Hacker News new | ask | show | jobs
by nothttparchive 845 days ago
This website makes it seem like this “public” dataset is for the community to use, but it is instead a for-profit money maker for Google Cloud and you can lose tens of thousands of dollars.

Last week I ran a script on BigQuery for historical HTTP Archive data and was billed $14,000 by Google Cloud with zero warning whatsoever, and they won’t remove the fee.

This official website should be updated to warn people Google is apparently now hosting this dataset to make money. I don’t think that was the original mission, but that’s what it is today, there’s basically zero customer support, and you can lose $14k in the blink of an eye.

Academics, especially grad students, need to be aware of this before they give a credit card number to Google. In fact, I’d caution against using this dataset whatsoever with this new business model attached.

5 comments

The real issue here is that you didn't quite understand what BigQuery was when you pressed the button.

What it is, roughly, is a publicly-accessible data supercomputer. If you lost $14k in a blink of the eye, then I would think you consumed at least $4k of Google's actual resources -- maybe $7k. Maybe more. That thing can move some serious data, and you apparently moved around over 2PB.

Google bears some significant responsibility for not making the cost transparent to you, it's true. But on the the other hand, don't they bear some significant credit for making such an awesome power available to a lowly peon with a credit card?

This happens because Google hides the query cost behind its abstracted "TBs scanned" (for their data format, not even open-source so it's hard to estimate in advance) or even worse "slots" mechanism. Only a fraction of people try to understand how much these slots cost and most of them are the people who got an unexpected bill after using BigQuery and became more aware of how the product works.

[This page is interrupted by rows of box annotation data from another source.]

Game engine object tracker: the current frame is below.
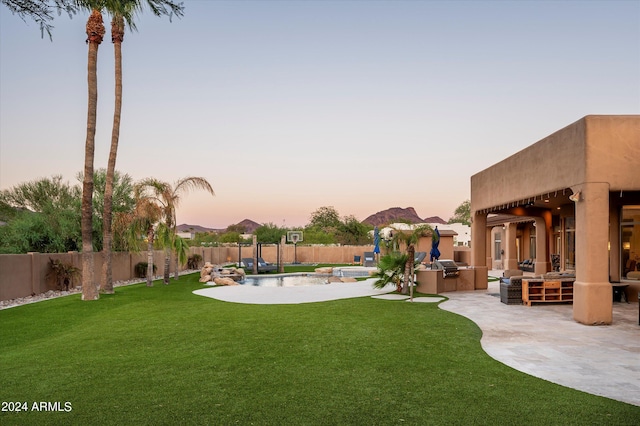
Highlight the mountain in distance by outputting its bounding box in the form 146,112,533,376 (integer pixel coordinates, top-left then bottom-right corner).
177,212,447,238
362,207,447,226
234,219,262,234
176,223,224,234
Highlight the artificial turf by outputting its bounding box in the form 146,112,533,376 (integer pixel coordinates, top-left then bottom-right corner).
0,274,640,425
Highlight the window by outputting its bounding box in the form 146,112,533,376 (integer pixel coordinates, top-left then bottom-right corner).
620,206,640,278
564,217,576,269
494,232,502,260
529,224,536,259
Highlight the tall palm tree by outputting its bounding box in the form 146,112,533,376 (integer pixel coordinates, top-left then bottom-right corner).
372,252,410,292
100,0,184,293
79,0,105,300
382,224,431,296
139,176,215,284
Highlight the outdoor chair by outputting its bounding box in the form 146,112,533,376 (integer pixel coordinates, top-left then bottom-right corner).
500,275,525,305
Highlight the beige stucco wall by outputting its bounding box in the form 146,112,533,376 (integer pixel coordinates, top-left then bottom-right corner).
471,115,640,211
471,115,640,324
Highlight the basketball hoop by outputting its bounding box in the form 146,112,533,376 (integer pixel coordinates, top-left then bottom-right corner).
287,231,302,264
287,231,302,244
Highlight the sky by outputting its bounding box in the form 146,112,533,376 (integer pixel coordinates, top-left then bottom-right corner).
0,0,640,228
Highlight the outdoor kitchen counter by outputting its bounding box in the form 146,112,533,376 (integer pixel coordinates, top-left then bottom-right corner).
416,268,475,294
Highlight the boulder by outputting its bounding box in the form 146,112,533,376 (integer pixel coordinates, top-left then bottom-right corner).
213,277,238,285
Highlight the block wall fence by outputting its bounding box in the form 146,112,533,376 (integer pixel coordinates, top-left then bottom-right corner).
0,244,471,300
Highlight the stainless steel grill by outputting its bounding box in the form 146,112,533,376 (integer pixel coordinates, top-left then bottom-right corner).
431,260,460,278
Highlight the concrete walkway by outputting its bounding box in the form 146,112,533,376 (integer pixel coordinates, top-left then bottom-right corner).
440,282,640,406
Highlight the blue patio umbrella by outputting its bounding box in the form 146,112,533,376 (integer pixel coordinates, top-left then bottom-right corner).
429,226,440,262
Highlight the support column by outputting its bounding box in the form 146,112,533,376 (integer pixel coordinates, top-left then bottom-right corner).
471,212,491,290
534,217,551,275
503,223,518,269
572,183,613,325
609,205,622,281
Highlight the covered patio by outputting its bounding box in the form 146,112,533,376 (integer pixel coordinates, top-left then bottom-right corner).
471,115,640,325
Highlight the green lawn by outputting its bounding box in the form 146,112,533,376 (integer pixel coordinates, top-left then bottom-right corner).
0,274,640,425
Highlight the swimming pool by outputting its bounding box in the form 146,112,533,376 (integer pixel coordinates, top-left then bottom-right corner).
239,274,327,287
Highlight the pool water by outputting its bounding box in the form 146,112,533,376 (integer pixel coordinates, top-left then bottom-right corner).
240,275,327,287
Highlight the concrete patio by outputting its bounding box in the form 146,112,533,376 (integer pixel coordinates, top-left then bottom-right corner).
440,274,640,406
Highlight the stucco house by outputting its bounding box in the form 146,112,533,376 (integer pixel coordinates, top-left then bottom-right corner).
471,115,640,325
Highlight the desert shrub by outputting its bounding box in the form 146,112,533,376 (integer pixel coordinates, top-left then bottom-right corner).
47,258,81,291
187,254,202,269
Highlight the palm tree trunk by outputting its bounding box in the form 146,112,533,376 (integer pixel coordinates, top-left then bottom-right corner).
147,228,153,287
402,244,416,294
100,16,124,294
164,243,171,284
173,245,180,280
81,10,104,300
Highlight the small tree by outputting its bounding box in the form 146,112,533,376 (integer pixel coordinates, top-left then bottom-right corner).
309,206,340,232
255,223,287,244
47,258,80,291
372,252,409,292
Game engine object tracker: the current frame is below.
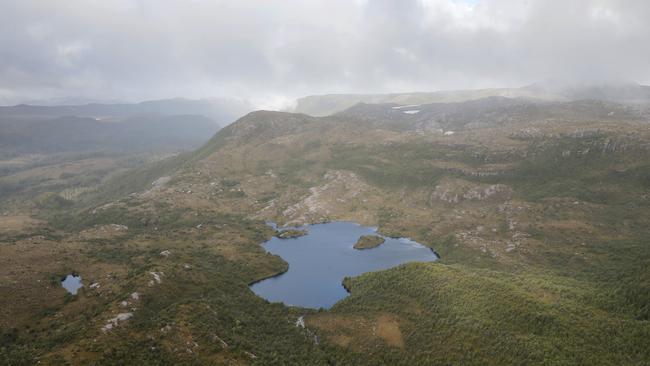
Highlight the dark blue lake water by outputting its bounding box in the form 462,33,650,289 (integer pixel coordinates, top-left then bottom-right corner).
251,222,437,309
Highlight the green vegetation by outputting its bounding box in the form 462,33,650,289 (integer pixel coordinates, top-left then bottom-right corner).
354,235,386,250
277,229,308,239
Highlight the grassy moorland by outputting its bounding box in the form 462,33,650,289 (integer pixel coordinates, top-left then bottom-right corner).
0,98,650,365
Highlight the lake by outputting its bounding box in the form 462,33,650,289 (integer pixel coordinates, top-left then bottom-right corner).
251,222,438,309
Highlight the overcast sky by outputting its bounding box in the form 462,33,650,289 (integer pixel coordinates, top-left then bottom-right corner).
0,0,650,107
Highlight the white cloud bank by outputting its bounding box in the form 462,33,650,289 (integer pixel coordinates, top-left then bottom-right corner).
0,0,650,105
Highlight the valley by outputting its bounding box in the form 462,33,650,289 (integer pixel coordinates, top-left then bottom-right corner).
0,96,650,365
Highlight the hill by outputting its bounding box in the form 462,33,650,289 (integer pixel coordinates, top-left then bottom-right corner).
0,97,650,365
292,81,650,116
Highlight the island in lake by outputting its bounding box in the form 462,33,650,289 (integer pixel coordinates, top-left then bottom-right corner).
354,235,386,250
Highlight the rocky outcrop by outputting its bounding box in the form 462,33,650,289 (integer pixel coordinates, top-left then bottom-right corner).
429,179,512,204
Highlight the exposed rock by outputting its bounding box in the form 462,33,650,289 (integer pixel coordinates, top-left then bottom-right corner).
431,179,512,203
276,229,308,239
102,313,133,333
354,235,386,250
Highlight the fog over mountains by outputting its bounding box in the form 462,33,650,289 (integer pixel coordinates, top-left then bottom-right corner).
0,0,650,104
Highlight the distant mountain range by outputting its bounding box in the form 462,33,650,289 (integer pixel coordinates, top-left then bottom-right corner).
292,81,650,116
0,99,253,156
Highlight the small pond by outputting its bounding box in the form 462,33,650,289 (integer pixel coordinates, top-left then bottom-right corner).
251,222,438,309
61,274,83,295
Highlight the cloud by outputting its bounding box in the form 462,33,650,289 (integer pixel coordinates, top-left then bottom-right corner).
0,0,650,103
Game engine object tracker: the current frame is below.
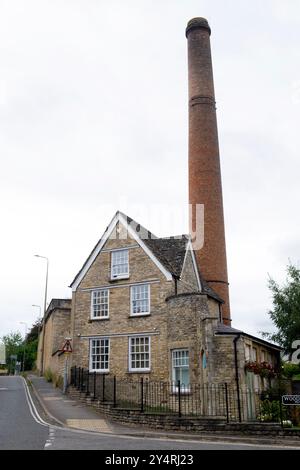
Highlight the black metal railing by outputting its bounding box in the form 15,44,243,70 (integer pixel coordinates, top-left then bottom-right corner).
71,366,296,423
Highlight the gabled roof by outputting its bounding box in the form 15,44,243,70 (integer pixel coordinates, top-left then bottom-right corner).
70,211,180,290
70,211,223,302
215,323,282,351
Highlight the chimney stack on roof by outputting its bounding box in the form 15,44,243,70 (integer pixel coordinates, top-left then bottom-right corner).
186,18,231,325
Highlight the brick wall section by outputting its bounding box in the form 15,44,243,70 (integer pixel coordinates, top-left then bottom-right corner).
37,301,71,375
69,388,292,441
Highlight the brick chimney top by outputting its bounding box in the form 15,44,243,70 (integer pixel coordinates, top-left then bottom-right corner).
185,17,211,37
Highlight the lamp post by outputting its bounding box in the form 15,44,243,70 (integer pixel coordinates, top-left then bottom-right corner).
34,255,49,375
20,321,27,372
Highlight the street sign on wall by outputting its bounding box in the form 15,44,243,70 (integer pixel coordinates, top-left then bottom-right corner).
282,395,300,405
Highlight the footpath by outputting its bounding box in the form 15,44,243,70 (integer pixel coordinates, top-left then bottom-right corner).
27,375,300,449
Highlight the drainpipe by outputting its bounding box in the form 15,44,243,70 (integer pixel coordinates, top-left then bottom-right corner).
233,335,242,423
174,276,178,295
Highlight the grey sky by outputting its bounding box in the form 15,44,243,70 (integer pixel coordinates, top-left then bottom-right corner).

If GCP would return the query cost in the API and show it directly in the console when you run a query, it would be much easier for their users but unfortunately, it's not Google's interest for obvious reasons.

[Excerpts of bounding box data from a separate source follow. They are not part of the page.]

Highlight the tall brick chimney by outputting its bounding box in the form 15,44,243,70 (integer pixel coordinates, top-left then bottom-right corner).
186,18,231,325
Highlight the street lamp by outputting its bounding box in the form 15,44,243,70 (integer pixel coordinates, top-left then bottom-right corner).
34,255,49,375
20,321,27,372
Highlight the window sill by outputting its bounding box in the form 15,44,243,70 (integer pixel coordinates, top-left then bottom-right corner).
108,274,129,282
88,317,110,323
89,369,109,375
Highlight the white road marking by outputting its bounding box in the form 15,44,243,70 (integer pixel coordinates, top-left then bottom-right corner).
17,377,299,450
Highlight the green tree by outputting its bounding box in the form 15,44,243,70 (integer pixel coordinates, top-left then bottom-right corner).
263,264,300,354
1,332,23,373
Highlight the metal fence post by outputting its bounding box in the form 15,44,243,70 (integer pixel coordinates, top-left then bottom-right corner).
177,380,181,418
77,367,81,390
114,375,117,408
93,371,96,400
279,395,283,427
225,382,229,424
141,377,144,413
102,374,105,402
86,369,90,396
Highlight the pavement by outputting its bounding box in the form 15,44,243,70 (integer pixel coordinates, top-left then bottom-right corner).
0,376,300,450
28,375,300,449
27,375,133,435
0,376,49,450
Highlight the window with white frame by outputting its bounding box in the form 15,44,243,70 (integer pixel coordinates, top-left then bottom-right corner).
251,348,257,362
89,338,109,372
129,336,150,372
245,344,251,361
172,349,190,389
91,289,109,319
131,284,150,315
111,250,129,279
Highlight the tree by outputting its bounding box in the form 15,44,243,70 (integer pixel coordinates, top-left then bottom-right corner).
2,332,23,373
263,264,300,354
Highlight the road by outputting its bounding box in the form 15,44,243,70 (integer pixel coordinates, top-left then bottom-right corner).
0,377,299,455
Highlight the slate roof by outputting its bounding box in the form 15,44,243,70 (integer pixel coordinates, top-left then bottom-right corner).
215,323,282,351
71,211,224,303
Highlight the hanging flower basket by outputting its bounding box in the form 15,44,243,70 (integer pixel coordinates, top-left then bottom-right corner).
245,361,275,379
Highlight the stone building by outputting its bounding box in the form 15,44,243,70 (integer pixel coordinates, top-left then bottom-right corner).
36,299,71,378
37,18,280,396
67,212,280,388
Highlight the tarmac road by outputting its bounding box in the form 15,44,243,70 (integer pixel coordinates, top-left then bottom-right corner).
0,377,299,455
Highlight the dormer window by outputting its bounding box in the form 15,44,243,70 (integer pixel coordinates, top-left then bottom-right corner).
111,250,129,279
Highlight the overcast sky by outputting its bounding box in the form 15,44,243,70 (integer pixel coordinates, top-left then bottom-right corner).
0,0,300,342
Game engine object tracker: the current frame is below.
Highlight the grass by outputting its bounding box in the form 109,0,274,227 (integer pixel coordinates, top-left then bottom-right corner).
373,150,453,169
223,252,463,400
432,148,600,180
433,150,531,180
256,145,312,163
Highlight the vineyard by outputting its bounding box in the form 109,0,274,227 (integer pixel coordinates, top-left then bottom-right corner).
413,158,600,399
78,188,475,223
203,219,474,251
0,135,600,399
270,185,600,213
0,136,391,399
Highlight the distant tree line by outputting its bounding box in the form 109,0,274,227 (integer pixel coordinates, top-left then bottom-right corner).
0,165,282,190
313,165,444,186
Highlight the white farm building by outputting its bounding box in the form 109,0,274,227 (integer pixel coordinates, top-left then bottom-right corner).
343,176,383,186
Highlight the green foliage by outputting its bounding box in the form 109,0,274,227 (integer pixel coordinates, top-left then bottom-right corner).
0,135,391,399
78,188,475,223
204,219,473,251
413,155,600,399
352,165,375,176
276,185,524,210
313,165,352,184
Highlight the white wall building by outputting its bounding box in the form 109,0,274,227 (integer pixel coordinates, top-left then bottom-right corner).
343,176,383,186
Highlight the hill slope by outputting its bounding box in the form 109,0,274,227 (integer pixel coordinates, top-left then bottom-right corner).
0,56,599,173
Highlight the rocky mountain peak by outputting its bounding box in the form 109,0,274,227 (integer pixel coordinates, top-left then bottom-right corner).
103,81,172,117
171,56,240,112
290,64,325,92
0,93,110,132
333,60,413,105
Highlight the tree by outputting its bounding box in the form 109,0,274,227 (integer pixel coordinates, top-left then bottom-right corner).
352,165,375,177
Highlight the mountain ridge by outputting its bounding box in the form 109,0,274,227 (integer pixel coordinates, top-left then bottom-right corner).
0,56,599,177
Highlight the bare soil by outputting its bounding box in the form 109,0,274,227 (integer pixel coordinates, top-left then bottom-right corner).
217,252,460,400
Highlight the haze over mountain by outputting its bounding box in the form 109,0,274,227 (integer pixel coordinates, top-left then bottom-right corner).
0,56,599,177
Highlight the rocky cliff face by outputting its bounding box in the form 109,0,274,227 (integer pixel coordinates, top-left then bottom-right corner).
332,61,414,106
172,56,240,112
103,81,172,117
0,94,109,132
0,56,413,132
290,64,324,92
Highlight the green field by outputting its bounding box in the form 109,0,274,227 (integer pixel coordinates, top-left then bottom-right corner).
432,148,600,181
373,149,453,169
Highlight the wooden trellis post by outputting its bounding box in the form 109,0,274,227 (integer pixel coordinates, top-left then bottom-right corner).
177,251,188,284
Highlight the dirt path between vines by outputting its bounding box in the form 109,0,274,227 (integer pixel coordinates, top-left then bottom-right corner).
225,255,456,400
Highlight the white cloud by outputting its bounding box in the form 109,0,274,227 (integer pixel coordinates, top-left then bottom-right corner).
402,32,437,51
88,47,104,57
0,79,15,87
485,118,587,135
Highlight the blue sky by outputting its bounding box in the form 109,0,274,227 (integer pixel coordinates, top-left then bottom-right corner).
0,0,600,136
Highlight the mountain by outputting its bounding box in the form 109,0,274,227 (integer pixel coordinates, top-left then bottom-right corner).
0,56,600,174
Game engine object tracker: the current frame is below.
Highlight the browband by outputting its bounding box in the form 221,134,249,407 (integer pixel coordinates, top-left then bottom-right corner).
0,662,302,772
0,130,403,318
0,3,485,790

Exactly, even after seeing the issue I can't make heads or tails of what the hell a "TBs scanned" is relative to row counts, etc. Likewise, it seems to place a lot of assumptions on knowing what tables include - and on a dataset you didn't build yourself how can you know the tables are optimized to lower your costs? Hell, how can you even know what the costs are?
"TBs scanned" is the number of tebibytes of stored data that the system had to scan to serve your query. This is how BQ is billed, in the on-demand model.

The console shows you this number (in very small letters) after you have entered the query but before you press go. In the on-demand billing model, which is what you were using, you can multiply this number by $6.25 to understand your query cost, exactly.

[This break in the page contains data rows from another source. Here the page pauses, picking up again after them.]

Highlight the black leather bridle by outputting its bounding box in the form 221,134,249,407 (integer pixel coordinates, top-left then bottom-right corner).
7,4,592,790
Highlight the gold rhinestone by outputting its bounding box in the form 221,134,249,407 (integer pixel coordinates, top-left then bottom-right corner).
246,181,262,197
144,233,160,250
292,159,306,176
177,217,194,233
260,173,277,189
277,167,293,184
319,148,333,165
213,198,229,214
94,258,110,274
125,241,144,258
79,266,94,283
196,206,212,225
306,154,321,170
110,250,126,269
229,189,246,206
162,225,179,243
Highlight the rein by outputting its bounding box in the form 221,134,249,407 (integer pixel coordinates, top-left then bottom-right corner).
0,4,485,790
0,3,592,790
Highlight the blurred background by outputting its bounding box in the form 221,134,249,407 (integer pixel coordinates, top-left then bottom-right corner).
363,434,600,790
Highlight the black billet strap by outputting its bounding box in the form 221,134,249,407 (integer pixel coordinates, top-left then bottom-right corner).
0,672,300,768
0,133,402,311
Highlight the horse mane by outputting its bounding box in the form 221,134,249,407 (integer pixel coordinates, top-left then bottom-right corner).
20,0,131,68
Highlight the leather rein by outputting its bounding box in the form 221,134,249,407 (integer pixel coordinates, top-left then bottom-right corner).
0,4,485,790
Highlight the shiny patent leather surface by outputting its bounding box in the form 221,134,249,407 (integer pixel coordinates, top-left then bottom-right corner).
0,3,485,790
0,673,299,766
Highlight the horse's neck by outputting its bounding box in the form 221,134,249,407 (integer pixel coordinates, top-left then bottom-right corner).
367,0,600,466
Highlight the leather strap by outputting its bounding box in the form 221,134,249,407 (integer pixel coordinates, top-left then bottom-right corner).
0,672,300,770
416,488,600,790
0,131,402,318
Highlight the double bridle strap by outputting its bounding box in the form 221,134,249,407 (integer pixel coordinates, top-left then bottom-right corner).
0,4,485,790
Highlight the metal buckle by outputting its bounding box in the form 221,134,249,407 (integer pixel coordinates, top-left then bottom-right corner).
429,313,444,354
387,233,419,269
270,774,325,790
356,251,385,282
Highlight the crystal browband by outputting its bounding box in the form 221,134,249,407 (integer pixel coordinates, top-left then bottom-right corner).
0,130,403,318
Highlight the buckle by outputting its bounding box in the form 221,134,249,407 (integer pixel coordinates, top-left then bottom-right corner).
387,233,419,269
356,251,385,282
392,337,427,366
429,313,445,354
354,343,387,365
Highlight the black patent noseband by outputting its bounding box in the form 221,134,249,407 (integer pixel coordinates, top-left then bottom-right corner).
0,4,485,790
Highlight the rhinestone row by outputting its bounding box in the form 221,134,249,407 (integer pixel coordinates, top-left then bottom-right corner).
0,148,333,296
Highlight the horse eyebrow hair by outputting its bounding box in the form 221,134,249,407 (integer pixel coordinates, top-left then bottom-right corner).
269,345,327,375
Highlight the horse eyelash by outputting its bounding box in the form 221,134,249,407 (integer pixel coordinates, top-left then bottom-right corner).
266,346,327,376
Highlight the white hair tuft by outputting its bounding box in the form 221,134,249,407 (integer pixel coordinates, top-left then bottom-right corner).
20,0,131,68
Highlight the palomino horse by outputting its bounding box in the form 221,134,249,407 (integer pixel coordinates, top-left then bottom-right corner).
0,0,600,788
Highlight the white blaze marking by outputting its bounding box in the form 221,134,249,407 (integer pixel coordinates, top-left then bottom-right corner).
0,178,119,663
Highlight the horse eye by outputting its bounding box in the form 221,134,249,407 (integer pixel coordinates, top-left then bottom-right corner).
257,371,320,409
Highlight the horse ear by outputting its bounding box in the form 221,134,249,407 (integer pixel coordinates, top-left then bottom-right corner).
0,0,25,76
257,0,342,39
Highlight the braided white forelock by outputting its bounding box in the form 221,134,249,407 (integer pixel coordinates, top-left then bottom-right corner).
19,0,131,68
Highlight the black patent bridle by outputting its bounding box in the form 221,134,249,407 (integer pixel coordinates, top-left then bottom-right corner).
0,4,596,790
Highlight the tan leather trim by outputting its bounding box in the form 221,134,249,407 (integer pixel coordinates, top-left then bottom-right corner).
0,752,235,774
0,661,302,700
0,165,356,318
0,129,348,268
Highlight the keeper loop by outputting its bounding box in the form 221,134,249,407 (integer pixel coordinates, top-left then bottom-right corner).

It's a design that's hostile to new customers, I agree. But it is comprehensible.

There should be a cost estimate displayed prominently by default, and an option to turn it off for power users who know what they're doing (but keep the current less-prominently displayed amount of data estimate).
Do you run httparchive, or did you make your username "httparchive" just because it's the subject of your post?
+1

If the latter... I'm not sure that it's explicitly against the rules, but coopting a name of something as your handle just to complain about it is in poor taste and probably should be.

> The worst part is you posting this to hackernews under the username ‘httparchive’ to make it look like it was the httparchive posting this themselves.

This was the last comment in TFA, so it seems like they just used it because it was the topic...

Dang changed the username to "nothttparchive"

https://news.ycombinator.com/item?id=39451976

Did the cost estimate calculator provide an inaccurate estimate?

https://cloud.google.com/bigquery/docs/best-practices-costs

Estimate query costs

BigQuery provides various methods to estimate cost:

Use the query dry run option to estimate costs before running a query using the on-demand pricing model. Calculate the number of bytes processed by various types of query. Get the monthly cost based on projected usage by using the Google Cloud Pricing Calculator.

When I use the BQ interface, it estimates the bytes for each query in real time before I run it, does that turn off if the query is too big? I guess that isn't directly a cost estimate, but if I saw hundreds of TB I'd think twice before hitting "Run"...
> Google is apparently now hosting this dataset to make money

Public datasets are hosted for free by Google (Amazon has a similar program) to take the burden off public projects.

You didn't pay for the data, you paid for the query you ran against it.

Well sure, but how do you query the data they're hosting for free without using google services?
Well, sure. But it is convenient to have lots of sample data. Also you get the first TiB per month free in BQ.

Also note that anyone can make a dataset available for public use, where they pay the storage and the consumer pays the compute. The official Google datasets are just curated and maintained by Google itself.

If you're going to make a throwaway account to criticize a website, you shouldn't use that website name as your username. That makes you look like a troll even if you have legitimate complaints.